De manière plus générale, la progression sociale verticale des cadres de justice s’accommode trop souvent de tensions propres à un système
judiciaire qui ne soutient plus l’inamovibilité du magistrat du siège, accentue la tutelle exercée par la chancellerie sur le Procureur Général et le Procureur de la République et engendre une division de la classe politique sur la perception de son intégrité.
La CEI, Commission Electorale
« Indépendante », organe des élections, présente également un inventaire peu élogieux de ses activités.
En septembre 2023, le calendrier politique de l’exécutif ivoirien l’a
amené à coupler élections locales et élections sénatoriales nationales.
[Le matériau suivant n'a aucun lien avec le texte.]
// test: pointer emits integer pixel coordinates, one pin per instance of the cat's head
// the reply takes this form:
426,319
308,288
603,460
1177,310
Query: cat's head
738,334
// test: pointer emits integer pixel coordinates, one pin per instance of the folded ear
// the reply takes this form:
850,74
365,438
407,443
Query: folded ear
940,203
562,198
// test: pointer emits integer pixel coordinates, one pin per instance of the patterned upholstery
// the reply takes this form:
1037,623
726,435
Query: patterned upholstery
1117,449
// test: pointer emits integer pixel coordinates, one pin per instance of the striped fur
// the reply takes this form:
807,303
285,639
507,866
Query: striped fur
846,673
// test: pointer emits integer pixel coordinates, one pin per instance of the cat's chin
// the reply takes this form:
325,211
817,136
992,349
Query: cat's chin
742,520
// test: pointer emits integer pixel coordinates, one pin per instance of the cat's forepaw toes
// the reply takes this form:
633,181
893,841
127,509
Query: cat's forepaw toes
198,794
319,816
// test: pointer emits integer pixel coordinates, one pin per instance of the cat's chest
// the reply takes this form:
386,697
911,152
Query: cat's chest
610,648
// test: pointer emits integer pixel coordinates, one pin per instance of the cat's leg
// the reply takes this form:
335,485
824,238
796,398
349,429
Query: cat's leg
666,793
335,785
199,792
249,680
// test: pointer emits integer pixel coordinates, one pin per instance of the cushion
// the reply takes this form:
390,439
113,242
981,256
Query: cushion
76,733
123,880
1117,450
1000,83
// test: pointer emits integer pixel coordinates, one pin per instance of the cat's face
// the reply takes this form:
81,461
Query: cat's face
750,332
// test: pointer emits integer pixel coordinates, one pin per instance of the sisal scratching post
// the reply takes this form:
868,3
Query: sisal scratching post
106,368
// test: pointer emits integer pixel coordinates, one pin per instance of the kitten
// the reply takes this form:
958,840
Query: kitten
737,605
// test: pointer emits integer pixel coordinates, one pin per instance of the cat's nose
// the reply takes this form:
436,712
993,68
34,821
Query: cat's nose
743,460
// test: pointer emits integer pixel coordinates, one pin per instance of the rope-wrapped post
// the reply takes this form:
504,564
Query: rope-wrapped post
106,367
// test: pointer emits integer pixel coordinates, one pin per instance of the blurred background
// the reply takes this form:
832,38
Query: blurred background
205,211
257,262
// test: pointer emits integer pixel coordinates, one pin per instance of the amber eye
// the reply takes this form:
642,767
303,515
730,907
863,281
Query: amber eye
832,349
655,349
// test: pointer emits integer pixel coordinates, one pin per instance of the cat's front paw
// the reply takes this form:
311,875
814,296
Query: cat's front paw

Afin
de renforcer sa main mise sur le Sénat, cet exécutif va user de deux leviers :
la dissolution du Gouvernement juste avant l’élection sénatoriale, puis la
nomination de Madame Kandia Camara, Député, Maire et tout juste ex-
Ministre, comme sénateur – un tiers des Sénateurs étant nommé par le Président de la République -, enfin l’élection de cette dernière comme
présidente du Sénat.
La question soulevée est celle-ci : la CEI pouvait-elle organiser les élections sénatoriales en ce moment ? En principe non. Ces élections
sénatoriales se sont en effet tenues à cette date uniquement du fait du prince, alors même que les conseillers municipaux et régionaux nouvellement élus
(et chargés en principe d’élire les candidats aux sénatoriales) n’avaient point encore effectué leur entrée en fonction. Quelle aura alors été la légitimité de ces grands électeurs, et partant, de celle des membres élus du Sénat ?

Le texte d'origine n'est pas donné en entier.